Breslow called his new charge “a strike thrower who came into stuff,” which is where you get to those little tweaks. Part of that comes from adding a four-seam that touches 98 after working mainly with a sinker until somewhat recently. The usage Breslow is talking about likely means how to best sequence pitches to get the most out of that wicked slider and keep big league hitters from being able to spit on it.
As strange as it may seem, avoiding walks isn’t necessarily about throwing more strikes. You can pump strikes at the lower levels of the game and get away with it because hitters aren’t as advanced, but that doesn’t last forever unless you’re Jacob deGrom or get a very generous Greg Maddux strike zone. The key is being able to pair up certain pitches to keep hitters guessing, which may be the final step in Wesneski’s development.
Caleb Kilian is another big-time strike-thrower who is learning to deal with an uptick in his stuff, particularly velocity that has jumped from low 90s to mid-90s while occasionally touching triple digits. As Sahadev Sharma noted in The Athletic, Killian has worked with I-Cubs pitching coach Ron Villone to correct some mechanical flaws that have cropped up this season and caused some command issues.
“He’s in a great place physically and mentally,” Breslow said of Kilian. “You know, there’s pressure that comes with being a kind of highly touted pitching prospect and getting to the big leagues and maybe things not going as exactly as planned. But I think, even like the All-Star break gave him the chance just to catch his breath coming back. And it’s just getting back to kind of his identity.
“We tried to simplify things for him, and said kind of, ‘Caleb, when you’re at your best, who are you?’ And the answer was like, ‘I’m a guy who pounds the strike zone with a really heavy sinker.'”
It feels like the Cubs have a really good handle on what they need to do to push Kilian and Wesneski forward, but righty Ben Brown still has a bit of mystery about him. His fastball sits around 95 and can touch 98, then he’s got a power slider and a curveball, though evaluators believe he needs a changeup to beat lefties and maintain a starting role.
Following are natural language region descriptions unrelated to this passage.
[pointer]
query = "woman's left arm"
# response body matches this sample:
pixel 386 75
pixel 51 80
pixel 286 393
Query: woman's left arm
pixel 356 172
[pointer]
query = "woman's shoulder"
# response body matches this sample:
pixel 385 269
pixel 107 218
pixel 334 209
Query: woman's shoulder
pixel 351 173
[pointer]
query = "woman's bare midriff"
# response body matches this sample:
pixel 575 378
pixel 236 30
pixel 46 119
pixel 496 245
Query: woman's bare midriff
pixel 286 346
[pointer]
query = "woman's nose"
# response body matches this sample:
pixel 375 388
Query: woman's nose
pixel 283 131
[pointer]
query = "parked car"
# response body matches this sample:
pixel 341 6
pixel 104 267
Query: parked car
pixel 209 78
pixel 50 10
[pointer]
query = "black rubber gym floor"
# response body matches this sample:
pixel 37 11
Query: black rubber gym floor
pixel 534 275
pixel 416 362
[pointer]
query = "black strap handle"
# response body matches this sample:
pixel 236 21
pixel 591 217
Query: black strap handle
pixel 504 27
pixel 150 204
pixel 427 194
“Obviously, we have in front of us the goal of keeping him healthy, keeping him developing, but we also saw some development opportunities,” Breslow explained. “And we’re not going to be the first organization to say, ‘Hey, he would benefit from adding a changeup or separating the breaking balls.’ But, I think we’ve demonstrated some success in those endeavors.”
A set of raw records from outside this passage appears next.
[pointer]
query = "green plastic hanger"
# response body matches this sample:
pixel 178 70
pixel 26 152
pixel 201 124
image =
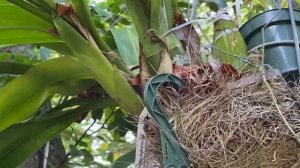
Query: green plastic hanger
pixel 173 155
The Cubs have most certainly had developmental success when it comes to making delivery changes, with Effross dropping down to sidearm being the most famous of late. Ryan Jensen‘s shortened arm stroke is another and I think we’ll hear more about Kohl Franklin reworking his repertoire over the offseason. Elbow surgery kept us from hearing more about Codi Heuer working to differentiate his fastballs, but that’s something to watch in the future.
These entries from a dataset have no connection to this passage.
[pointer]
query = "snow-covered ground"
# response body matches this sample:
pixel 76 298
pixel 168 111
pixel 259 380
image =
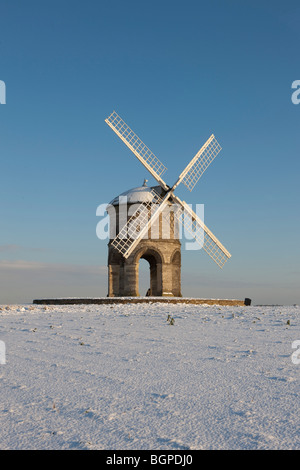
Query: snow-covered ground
pixel 123 377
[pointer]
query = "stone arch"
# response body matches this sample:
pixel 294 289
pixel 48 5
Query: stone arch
pixel 155 260
pixel 176 273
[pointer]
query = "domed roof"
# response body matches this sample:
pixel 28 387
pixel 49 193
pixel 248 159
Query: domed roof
pixel 136 195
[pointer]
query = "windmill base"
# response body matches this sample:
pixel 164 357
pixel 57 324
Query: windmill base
pixel 140 300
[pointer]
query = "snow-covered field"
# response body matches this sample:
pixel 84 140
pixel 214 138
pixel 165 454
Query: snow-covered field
pixel 123 377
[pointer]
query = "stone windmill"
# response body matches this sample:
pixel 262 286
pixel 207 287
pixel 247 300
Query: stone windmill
pixel 149 214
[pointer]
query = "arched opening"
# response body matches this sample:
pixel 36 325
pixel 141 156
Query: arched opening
pixel 144 277
pixel 154 266
pixel 176 274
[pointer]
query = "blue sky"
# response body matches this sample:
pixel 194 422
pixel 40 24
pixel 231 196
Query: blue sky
pixel 176 72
For Brown, however, it sounds like the folks on the pitching side are still trying to figure out exactly which tack to take.
“Intuitively, a lot of people think changeup,” Breslow added. “But that doesn’t have to be the only way.”
While honing the offspeed stuff is the most obvious tweak, it’s not as simple as it sounds. As we’ve seen from Adbert Alzolay, Justin Steele, and others throughout the organization, it can take a long time to get a feel for the change and it may never really work. Steele has spoken about working on that pitch some more in the offseason, so maybe he and Brown can get together at camp to swap secrets.
To me, the most promising through line here — and it’s one that extends to other pitchers in the org — is that the Cubs are finding guys with stuff and then working to figure out how to harness it. That’s distinctly different from the previous strategy of trying to squeeze every ounce of potential out of pitchers whose ceilings were a fair bit lower.
Now all that’s left is for these guys to all come up to Chicago and shove. Pretty simple, right?